Si tratta naturalmente anche di un film sulla maternità e sulla sua sconvolgente forza.
Risponde Verdesca: “Assolutamente, insieme al tema conseguente dell’identità. Ci sono tre modi di essere madri, per varia esperienza, e anche di essere figlie. Giovanna è una madre solida, rigorosa, controllata, con tante sicurezze che saranno presto sgretolate. Il momento nella cava con la pietra naturale che si sfalda è premonitore. Lei ne è produttrice. Ma nel momento in cui scopre che non è figlia, torna ad essere figlia prima che madre. La Lidia di Sandrelli è invece accudente, con un certo senso dietro di inadeguatezza, forse tipico dei genitori adottivi. Tendono a tradurre l’amore in qualcosa di materiale. E anche lei diventa fragile, quando sente che sta perdendo questa figlia a cui ha svelato la verità. Diventa una donna in attesa, nella speranza che la figlia torni da lei e non l’abbandoni. E la madre biologica, completamente congelata, nel momento in cui ha perso il figlio, peggiore di qualsiasi violenza. Inevitabilmente una maternità indurita, ostile, lacerata. Eppure tutte troveranno il modo di rinascere, di ritrovare la propria maternità, unendosi in un un’unica figura materna”.
Sara Ciocca spiega che “la madre è il modello a cui il mio personaggio aspira. Subisce il suo fascino, il suo incanto, il suo successo e la sua intoccabilità. Non è semplice dopo questo genere di vita pensare di abbracciare la propria figlia. Ma Giovanna presto si accorgerà che la vita è questo, il coraggio di un sorriso, di resistere, di sperare, e l’umiltà di ringraziare e amare. Queste sono le cose che nella vita rimangono. La fortuna di essere amati dalla propria famiglia e la gratitudine di averla. La figlia deve curare il proprio ego, non quello della madre. Nel film ci sono molti aforismi più o meno velati, ma si tratta di seguire il cammino della propria vita”.

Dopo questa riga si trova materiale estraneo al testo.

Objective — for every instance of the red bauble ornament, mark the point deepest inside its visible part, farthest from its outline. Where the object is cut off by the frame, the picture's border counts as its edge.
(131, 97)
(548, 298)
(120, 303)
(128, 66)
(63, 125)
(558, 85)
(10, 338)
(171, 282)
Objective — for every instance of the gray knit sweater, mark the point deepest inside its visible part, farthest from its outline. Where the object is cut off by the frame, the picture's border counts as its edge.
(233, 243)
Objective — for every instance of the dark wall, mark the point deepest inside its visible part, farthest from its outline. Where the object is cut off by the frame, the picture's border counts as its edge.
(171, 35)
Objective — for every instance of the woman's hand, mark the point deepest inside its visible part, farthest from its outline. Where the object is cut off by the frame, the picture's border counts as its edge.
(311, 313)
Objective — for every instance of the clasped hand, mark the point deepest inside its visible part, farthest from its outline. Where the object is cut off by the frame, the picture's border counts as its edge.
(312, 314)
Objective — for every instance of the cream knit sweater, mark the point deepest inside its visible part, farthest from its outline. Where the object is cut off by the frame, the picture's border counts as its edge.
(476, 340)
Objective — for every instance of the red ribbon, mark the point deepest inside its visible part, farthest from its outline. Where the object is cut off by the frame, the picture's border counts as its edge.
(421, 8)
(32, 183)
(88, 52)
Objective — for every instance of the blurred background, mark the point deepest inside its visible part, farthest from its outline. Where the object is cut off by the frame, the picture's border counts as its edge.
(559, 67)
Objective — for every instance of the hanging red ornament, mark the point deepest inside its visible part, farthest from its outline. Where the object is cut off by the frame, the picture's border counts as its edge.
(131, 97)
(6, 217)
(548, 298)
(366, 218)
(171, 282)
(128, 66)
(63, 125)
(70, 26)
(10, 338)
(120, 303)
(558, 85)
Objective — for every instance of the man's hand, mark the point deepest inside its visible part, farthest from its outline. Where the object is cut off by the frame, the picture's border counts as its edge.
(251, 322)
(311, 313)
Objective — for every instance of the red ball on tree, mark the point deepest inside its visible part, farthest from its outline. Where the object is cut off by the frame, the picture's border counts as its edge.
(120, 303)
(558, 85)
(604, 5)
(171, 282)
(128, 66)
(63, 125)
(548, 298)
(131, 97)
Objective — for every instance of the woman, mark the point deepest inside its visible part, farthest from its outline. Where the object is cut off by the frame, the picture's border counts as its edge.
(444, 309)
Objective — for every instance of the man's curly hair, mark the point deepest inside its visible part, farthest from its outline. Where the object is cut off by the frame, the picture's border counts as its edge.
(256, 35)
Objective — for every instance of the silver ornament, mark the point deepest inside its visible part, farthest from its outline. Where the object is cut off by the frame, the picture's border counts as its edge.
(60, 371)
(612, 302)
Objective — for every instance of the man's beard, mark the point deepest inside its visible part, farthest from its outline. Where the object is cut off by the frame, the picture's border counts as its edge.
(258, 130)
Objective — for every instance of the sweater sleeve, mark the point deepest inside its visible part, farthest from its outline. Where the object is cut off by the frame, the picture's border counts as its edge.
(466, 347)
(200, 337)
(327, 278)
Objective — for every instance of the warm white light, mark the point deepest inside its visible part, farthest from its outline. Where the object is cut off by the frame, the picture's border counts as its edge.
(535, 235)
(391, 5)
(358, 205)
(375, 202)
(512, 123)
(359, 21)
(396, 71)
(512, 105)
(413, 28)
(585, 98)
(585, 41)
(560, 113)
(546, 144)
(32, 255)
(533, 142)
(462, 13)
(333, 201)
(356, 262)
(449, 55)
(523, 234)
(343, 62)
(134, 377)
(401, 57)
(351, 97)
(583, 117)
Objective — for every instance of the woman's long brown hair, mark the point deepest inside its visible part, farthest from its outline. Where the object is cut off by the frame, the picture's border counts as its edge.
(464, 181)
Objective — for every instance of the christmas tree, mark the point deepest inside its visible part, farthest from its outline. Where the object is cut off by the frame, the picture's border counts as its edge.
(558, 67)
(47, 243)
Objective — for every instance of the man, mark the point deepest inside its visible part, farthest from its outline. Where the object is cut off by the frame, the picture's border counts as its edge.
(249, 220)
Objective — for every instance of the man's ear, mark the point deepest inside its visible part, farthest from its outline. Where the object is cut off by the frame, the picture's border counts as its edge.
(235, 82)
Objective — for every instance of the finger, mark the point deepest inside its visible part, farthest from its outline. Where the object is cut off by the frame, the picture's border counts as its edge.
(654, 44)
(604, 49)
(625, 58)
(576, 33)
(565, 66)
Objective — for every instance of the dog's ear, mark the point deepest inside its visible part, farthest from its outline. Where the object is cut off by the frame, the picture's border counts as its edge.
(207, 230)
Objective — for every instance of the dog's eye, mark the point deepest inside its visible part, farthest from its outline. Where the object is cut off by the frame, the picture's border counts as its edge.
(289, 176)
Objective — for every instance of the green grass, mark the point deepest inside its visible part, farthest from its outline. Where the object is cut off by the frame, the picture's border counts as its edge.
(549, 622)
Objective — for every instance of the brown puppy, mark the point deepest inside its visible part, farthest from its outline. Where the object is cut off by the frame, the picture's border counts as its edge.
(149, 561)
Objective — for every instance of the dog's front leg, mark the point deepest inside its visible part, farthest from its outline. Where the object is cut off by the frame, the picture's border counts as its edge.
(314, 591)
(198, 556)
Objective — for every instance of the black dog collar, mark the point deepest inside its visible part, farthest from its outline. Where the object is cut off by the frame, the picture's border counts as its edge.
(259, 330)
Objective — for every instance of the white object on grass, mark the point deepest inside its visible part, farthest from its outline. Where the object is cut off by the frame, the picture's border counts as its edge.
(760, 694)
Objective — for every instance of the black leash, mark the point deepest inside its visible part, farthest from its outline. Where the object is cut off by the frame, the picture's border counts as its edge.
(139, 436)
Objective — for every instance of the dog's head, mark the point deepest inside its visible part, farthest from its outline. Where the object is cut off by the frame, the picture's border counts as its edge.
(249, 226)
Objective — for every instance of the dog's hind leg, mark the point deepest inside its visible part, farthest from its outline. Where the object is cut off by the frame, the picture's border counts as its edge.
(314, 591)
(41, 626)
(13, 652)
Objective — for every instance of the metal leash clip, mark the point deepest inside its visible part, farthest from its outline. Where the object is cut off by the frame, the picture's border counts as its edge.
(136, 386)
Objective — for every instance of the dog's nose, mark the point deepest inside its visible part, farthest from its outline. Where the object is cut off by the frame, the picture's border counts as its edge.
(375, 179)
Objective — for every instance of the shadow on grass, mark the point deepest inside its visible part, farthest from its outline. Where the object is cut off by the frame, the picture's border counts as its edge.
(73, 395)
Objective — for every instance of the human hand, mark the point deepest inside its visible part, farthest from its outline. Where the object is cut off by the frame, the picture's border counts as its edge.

Dietro a questo mondo al femminile, sottolinea il regista “non ci sono strategie o la voglia di lanciare messaggi sotterranei di genere, o altro. E’ una storia vera, viene così come l’abbiamo voluta raccontare. Non penso che si possa stare troppo a ragionare su quello che si fa. Siamo artisti, seguiamo ragione, istinto e la voglia di emozionare il pubblico. La storia appartiene a tutti, anche un uomo si può riconoscere nella figura di Giovanna, soprattutto in un percorso di ricerca della madre biologica. In Italia vige una legge ostile, la famigerata ‘legge dei 100 anni’, su questo tema. Inoltre è una storia che ho iniziato a scrivere nel 2018, quindi non segue certo le mode. Le idee base erano già tutte lì. C’è una parte poetica, aperta, evocativa anche nel finale, diventa speranza. Ma anche la realtà è fatta di poesia, che a volte prende il sopravvento e ci emoziona”.
Conferma Marco Poccioni, produttore: “ci ha convinti la qualità della scrittura. Siamo andati avanti grazie anche alla collaborazione con Rai Cinema. Abbiamo affrontato il viaggio con molto entusiasmo e il risultato è stato un lavoro splendido”.
Le location, chiude Verdesca “sono importanti, e ferme nel tempo. Ad esempio l’ospedale sul lago, che sembra anni ’40, come in un film di Bergman. O la casa di Anna, sepolta di oggetti. E’ un modo di vivere e non vivere, tranne che per l’”appuntamento” con il figlio al lago. Anche i costumi sono rappresentativi. Barbora indossa un vestito con un nodo, che poi si scioglie, in corrispondenza dei legami familiari”.